Posiblemente, habría sido más disfrutable verle secundado por otros músicos, verbigracia The Straitjackets, con quienes recientemente ha grabado un disco y ha realizado una gira, pero bastaron unos pocos minutos para que sus seguidores olvidaran la decepción que sintieron al enterarse de que actuaría en solitario: derrocha tanto estilo y se desenvuelve tan bien sobre las tablas, que al final nada se echa en falta. Es todo sublime y, como dicen los argentinos de Carlos Gardel, canta cada vez mejor, con una voz tremendamente delicada y una dicción tan pulcra que hace creer a quien le escucha que su nivel de inglés no es tan ruinoso.

Y qué decir de su elegancia en el rasgueo de la guitarra… Es capaz de adaptar al formato acústico añejas piezas rockeras y nuevaolerascomo Raging Eyes, When I Write The Book o Cruel to Be Kind, su canción más coreada anteayer, pero también toca las seis cuerdas con suavidad y ternura en joyas como The Beast in Me, aquella canción que su exsuegro, Johnny Cash, le pidió prestada para el primero de sus American Recordings: fue en esa desgarradora balada cuando más estruendoso y emocionante resultó el silencio en torno al puente, donde no se oía ni el rumor del Urumea.
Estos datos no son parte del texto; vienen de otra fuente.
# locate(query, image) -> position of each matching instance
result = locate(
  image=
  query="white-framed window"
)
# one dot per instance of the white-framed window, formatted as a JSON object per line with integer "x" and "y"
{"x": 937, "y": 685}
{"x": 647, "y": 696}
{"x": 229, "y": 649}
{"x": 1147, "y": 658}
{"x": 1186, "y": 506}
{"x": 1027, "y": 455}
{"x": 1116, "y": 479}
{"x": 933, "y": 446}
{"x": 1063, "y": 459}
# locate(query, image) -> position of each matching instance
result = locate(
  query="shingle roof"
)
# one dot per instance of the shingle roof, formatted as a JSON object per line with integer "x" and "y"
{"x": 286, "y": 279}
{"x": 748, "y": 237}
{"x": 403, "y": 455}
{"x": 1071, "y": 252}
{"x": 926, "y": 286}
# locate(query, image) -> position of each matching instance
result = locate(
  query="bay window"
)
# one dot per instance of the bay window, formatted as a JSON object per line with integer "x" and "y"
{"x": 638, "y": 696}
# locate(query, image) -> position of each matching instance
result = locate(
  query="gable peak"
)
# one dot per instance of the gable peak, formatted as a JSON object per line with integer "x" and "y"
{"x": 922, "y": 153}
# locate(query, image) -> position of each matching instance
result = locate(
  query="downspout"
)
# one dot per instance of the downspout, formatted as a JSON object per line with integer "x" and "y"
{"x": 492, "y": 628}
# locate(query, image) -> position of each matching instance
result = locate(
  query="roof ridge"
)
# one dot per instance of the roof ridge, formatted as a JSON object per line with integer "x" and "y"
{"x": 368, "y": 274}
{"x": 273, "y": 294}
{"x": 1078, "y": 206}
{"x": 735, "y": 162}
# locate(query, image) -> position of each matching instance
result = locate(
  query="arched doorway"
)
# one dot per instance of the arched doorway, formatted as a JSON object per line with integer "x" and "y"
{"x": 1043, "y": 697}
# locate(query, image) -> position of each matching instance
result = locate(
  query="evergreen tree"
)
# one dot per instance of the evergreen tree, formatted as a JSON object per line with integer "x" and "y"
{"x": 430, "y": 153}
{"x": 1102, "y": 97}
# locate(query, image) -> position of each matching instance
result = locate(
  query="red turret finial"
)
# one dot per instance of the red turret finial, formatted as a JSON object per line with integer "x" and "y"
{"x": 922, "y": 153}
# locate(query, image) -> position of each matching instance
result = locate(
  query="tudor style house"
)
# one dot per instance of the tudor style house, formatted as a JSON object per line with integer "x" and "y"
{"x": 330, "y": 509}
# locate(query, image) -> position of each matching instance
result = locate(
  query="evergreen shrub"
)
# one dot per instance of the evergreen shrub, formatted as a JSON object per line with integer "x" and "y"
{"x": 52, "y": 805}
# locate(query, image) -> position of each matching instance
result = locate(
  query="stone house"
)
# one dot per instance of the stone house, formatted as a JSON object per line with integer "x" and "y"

Y gracias a la vieja magia que atesora el canoso gentlemandel pop, la interpretación de (What’s So Funny ‘Bout) Peace, Love And Understanding

-clásico inmortal que Elvis Costello volverá a cantar el 6 de junio en el Kursaal-, hizo que más de uno se sintiera como en el salón de su propia casa, con Nick Lowe dedicándole un recital íntimo en exclusiva, solo para sus ojos y oídos.

Sin mediar ningún bis, se despidió con un sonriente “Buenas noches, good evening” mientras por megafonía sonaba So It Goes, composición de Lowe que estos días ha amenizado la espera en los conciertos.

Treinta minutos después, Esne Beltza entraba a saco con toda su artillería. Eran los teloneros pero actuaron después del cabeza de cartel por una decisión extraña pero comprensible: que el británico cantara solo ante el peligro después de la bulliciosa pachanga del noneto vasco habría resultado más que chocante.

Y es que la combinación de ambos nombres en el cartel no podía ser más extemporánea, tan bizarra como un vaso de leche negra.

Sea como fuere, la paz y el amor de Lowe dieron paso a la reivindicación de una banda que, ante un público totalmente diferente, protagonizó el encuentro más animado del fin de semana y desplegó una soberana juerga sobre el puente -cuando arreciaban los saltos se podía sentir la vibración del María Cristina bajo los pies-: fueron ellos quienes más y mejor hicieron disfrutar a la concurrencia joven.

Hubo casi más consignas que canciones. “¡Stop War sí, pero dejad en paz a los jóvenes!”, gritó el cantante y trikitilari Xabi Solano en referencia al demolido gaztetxe de Kortxoenea. Después llegarían las alusiones a presos, refugiados y huidos, a quienes dedicaron el concierto, y también al euskera, la violencia sexista o la incineradora, por mencionar unas pocas. Todas aparecieron enmarcadas en una propuesta musical ecléctica como pocas -ska, rock, reggae, hip hop, rumba, flamenco…- y cantada en euskera, castellano e inglés.

A toda pastilla, sin permitir que la audiencia dejara de bailar ni un solo minuto, fueron sucediéndose Hona bostekoa, Freedom, Ez da ezetz, Mugitu harriak, Bagoaz, Sueños de color -rumba con palmas y sampler de Camarón incluidos-, Zapato azule, Quién manda (Hemen eta hor), Malko bakoi-tzeko -dedicada a Amaia Apaolaza-, Gogoak y Gotti, entre muchos otros temas propios, además de versiones como Izar iheskorra (Etzakit) o Gora herria (Negu Gorriak).

Hubo algún momento más íntimo con Solano cambiando la triki por la guitarra acústica, y el jolgorio fue absoluto cuando parte del grupo bajó del escenario y se dio un baño de masas entre el público de una cita con doble filo festivo y reivindicativo.